天道虫は紙野を助けるのだが…。そのほかに、どちらの味方かわからない高良(コーラ)や奏田(ソーダ)などふざけた名前の殺し屋も登場してくる。ラストではしっかりとどんでん返しがある。殺し屋たちが、その仕事に似合わない小粋な会話と死と隣り合わせの仕事という感覚の薄い行動の数々が良い。

■ストーリー
『マリアビートル』から数年後、物騒な奴らは何度でも!やることなすことツキに見放されている殺し屋・七尾。通称「天道虫」と呼ばれる彼が請け負ったのは、超高級ホテルの一室にプレゼントを届けるという「簡単かつ安全な仕事」のはずだった――。時を同じくして、そのホテルには驚異的な記憶力を備えた女性・紙野結花が身を潜めていた。彼女を狙って、非合法な裏の仕事を生業にする人間たちが集まってくる……。そのホテルには、物騒な奴らが群れをなす!

■感想
一般人の紙野は乾と仕事をしたことをきっかけとして乾から狙われることになる。紙野を逃がすためにITに長けたココが護衛の殺し屋を雇うのだが…。本作のポイントは間違いなく七尾だ。最初はなんでもない簡単なお使いをするためにホテルにやってきたのだが、ひょんなことから紙野を助けることになる。

マリアの危機を救うためという建前があるのだが、殺し屋にしてはずいぶんとでしゃばる感じになっている。天道虫こと七尾が、意図せず相手の殺し屋を倒したりするのが良い。

六人組の殺し屋はとんでもなく憎たらしい。明らかにリア充な雰囲気をだし容姿端麗であり、あっさりと相手を殺害する。六人がそれぞれしびれ薬付きの吹き矢を使いながら相手を殺害する。七尾たちが対抗するのだがその過程で、奏田が殺されたりもする。
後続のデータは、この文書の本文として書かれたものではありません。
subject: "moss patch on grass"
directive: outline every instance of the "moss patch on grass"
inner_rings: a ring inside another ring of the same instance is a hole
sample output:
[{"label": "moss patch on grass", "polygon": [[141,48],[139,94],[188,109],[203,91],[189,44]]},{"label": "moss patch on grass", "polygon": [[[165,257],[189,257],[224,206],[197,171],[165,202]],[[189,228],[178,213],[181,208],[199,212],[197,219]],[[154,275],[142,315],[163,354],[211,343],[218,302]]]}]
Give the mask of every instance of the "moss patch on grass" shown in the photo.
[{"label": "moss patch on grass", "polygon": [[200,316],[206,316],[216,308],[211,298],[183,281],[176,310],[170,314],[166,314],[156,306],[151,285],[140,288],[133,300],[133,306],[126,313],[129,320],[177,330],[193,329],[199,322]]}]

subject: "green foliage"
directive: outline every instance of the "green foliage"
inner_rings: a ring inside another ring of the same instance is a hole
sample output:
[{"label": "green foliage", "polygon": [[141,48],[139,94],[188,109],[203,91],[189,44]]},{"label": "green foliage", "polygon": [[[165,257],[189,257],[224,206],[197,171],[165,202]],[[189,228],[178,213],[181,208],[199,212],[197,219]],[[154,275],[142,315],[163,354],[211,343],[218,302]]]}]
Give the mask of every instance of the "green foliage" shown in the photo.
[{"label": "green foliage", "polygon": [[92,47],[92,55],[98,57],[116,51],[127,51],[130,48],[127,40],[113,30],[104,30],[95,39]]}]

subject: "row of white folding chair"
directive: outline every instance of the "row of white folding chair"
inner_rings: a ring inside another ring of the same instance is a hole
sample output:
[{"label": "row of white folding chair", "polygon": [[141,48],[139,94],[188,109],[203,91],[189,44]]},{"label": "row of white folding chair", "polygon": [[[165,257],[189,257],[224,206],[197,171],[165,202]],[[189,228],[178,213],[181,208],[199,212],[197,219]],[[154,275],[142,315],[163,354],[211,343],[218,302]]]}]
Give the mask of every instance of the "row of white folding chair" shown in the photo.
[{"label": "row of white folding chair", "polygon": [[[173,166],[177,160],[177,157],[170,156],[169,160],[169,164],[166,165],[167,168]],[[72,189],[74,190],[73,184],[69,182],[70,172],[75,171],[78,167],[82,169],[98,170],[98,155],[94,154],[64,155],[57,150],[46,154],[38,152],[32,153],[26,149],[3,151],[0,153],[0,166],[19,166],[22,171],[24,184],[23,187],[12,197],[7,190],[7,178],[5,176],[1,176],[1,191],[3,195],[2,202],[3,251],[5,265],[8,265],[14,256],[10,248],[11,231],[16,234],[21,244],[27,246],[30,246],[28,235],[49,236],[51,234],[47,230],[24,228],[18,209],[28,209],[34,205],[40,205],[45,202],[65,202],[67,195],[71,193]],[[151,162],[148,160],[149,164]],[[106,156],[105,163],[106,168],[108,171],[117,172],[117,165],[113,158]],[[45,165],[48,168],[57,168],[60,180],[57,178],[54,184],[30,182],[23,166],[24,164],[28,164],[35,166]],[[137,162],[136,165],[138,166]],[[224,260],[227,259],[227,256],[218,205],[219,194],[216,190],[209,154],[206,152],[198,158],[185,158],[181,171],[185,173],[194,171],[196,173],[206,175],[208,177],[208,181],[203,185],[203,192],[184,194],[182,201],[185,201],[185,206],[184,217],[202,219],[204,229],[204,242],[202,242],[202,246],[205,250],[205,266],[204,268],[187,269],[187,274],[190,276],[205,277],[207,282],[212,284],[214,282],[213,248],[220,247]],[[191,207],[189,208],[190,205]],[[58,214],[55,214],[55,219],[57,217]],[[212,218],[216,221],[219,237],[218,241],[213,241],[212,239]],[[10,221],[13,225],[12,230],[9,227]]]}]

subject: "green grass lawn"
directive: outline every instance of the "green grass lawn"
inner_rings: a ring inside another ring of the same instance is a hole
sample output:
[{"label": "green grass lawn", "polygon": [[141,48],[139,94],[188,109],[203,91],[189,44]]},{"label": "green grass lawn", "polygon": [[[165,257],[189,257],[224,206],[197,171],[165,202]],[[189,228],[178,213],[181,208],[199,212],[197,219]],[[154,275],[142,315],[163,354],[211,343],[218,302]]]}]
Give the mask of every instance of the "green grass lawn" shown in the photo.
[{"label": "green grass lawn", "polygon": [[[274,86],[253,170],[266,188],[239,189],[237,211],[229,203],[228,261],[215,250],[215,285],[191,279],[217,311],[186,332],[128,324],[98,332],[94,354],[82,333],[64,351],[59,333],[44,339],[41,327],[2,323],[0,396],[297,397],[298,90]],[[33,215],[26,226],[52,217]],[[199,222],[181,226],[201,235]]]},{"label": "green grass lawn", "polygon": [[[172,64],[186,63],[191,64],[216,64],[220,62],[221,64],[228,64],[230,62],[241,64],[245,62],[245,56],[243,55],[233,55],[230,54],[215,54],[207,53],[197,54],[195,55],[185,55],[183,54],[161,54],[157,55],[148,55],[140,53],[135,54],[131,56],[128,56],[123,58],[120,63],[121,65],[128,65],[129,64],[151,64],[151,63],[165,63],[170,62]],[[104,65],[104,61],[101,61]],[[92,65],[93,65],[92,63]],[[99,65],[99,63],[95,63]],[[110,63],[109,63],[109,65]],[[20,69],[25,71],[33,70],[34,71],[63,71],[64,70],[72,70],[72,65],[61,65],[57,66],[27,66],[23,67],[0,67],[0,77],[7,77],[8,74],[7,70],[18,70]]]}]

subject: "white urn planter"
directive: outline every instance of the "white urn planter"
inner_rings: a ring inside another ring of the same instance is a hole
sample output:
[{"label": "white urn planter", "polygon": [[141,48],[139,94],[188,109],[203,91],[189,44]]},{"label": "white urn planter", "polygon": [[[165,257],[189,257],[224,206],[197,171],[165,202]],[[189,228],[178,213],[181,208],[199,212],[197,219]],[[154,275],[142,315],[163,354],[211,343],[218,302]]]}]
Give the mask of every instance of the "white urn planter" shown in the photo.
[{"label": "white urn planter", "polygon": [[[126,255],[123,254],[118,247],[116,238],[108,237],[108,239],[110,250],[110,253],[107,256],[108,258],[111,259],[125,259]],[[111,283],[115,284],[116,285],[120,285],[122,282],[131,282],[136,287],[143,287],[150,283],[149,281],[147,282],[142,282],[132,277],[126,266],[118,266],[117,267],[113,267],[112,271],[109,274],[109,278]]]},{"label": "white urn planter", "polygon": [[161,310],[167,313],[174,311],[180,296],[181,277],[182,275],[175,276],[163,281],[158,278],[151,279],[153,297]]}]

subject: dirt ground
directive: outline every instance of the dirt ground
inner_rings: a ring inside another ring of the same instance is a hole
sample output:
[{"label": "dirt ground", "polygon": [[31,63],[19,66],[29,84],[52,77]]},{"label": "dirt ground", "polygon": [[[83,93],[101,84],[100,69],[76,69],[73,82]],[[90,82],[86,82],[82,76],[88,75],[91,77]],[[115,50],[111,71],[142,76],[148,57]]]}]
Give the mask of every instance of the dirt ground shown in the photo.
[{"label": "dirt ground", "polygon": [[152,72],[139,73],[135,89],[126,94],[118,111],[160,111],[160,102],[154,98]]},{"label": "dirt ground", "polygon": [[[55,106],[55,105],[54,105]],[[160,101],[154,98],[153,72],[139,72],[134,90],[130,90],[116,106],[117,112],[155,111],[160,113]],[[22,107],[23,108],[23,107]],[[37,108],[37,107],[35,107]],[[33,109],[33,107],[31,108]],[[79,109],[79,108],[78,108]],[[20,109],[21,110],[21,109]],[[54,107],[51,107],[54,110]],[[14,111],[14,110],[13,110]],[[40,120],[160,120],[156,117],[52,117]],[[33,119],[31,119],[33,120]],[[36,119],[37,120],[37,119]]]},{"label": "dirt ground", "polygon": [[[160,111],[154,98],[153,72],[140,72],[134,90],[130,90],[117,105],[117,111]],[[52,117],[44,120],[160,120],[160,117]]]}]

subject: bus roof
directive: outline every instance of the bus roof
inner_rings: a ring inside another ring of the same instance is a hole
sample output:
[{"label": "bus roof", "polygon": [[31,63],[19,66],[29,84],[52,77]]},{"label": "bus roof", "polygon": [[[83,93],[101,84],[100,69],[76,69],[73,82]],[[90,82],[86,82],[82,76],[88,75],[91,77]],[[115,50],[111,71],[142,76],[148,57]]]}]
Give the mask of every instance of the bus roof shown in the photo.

殺し屋独自の殺し方がある。奏田は爆発物を扱い、六人組のひとりのアスカを道連れにする。すべての元凶である乾を倒すために七尾は動いているのかと思いきや…。ラストでは別の展開がある。

殺し屋たちそれぞれの小粋な会話が良い。伊坂幸太郎作品にありがちなキャラであり、殺し屋の戦いの場にはそぐわない会話すらある。黒幕の殺し屋は相手の両手を瞬時に脱臼させることができ、無防備な殺し屋をサンドバッグにするという嫌な趣味がある。

乾も同じく生きたまま人間を三枚におろすという恐ろしい噂があるのだが…。激しい殺し屋同士の対決ではあるが、小粋な会話が展開されるので、そこまでシリアスな感じがない。

伊坂幸太郎のこの手の殺し屋のキャラは特殊だ。